The work I needed to do was quite simple. I just simply filled out a form and gave it to them. I didn’t have to speak much German for this but as soon as I started asking questions about my future tax return, they were hesitant to speak to me in English. Thankfully, I have someone doing my taxes for me, but I could see this being a headache as well.
While I had someone helping me obtain my EU Blue card, others may not be so fortunate. I can’t speak from personal experience but I’ve heard horror stories of immigration officials not speaking any English to people. A bit counter-intuitive if you think about it. If you’re immigrating to Germany, there’s probably a 99% chance you speak no German. But if the people that work there don’t speak English, how will anything get done?
I’m not sure. Prepare yourself for frustrating experiences at the immigration office. Also, I’ll be blunt but if you don’t look like you could pass as German, you’ll probably get a different treatment.
Any communication is done in German, as you’d expect. Even though my bank account with Commerzbank was opened with the knowledge that all interface would be in English, the official paperwork to set everything up was entirely in German.
Pretty much everything else is also in German.

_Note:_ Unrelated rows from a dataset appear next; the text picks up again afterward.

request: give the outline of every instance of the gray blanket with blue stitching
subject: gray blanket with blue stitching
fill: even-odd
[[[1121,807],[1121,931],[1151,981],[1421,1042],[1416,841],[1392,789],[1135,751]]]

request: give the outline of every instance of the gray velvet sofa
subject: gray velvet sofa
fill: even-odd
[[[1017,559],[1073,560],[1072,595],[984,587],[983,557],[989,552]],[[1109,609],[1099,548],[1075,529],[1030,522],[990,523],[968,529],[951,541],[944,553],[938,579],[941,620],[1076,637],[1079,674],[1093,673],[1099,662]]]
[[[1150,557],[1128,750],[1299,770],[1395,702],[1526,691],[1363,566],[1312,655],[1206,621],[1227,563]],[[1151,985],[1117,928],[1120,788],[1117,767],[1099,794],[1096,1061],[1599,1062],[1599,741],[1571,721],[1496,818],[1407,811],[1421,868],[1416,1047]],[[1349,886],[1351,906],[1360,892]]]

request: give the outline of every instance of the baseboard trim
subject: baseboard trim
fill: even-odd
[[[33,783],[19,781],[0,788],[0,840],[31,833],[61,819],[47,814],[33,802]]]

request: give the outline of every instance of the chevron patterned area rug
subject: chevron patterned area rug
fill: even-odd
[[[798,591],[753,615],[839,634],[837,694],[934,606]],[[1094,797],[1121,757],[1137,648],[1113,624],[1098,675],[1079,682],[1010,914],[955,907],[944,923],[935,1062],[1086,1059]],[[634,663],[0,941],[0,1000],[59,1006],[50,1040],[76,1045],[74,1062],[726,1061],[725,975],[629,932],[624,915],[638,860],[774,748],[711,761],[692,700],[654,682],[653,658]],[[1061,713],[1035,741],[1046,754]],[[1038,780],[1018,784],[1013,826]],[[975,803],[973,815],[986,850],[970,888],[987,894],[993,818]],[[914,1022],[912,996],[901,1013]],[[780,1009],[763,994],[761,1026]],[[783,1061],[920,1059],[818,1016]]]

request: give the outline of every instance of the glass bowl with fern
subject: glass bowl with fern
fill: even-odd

Whether it’s a new cell phone plan, electricity bills, health insurance related stuff, everything is communicated in German. Which leads me to my next point!
When in doubt, use Google Translate
Google Translate has saved my life in so many instances. I can only imagine how different life would be back in the old days before they had the Google Translate app.
I’m not just talking about translating a sentence of two. Like the section above, most written communication is still done in German and if you can’t read German, you’re out of luck. In the old days, you’d have to write the entire letter into a translation app to understand the letter. Before translation services, you’d have to use a dictionary god forbid!
Nowadays, with the Google Translate app, you can actually just take a picture and scan a document and it will translate everything for you. It may not be the most accurate translation but it is enough to give you a general overview of what the letter is about. It’s a complete life saver.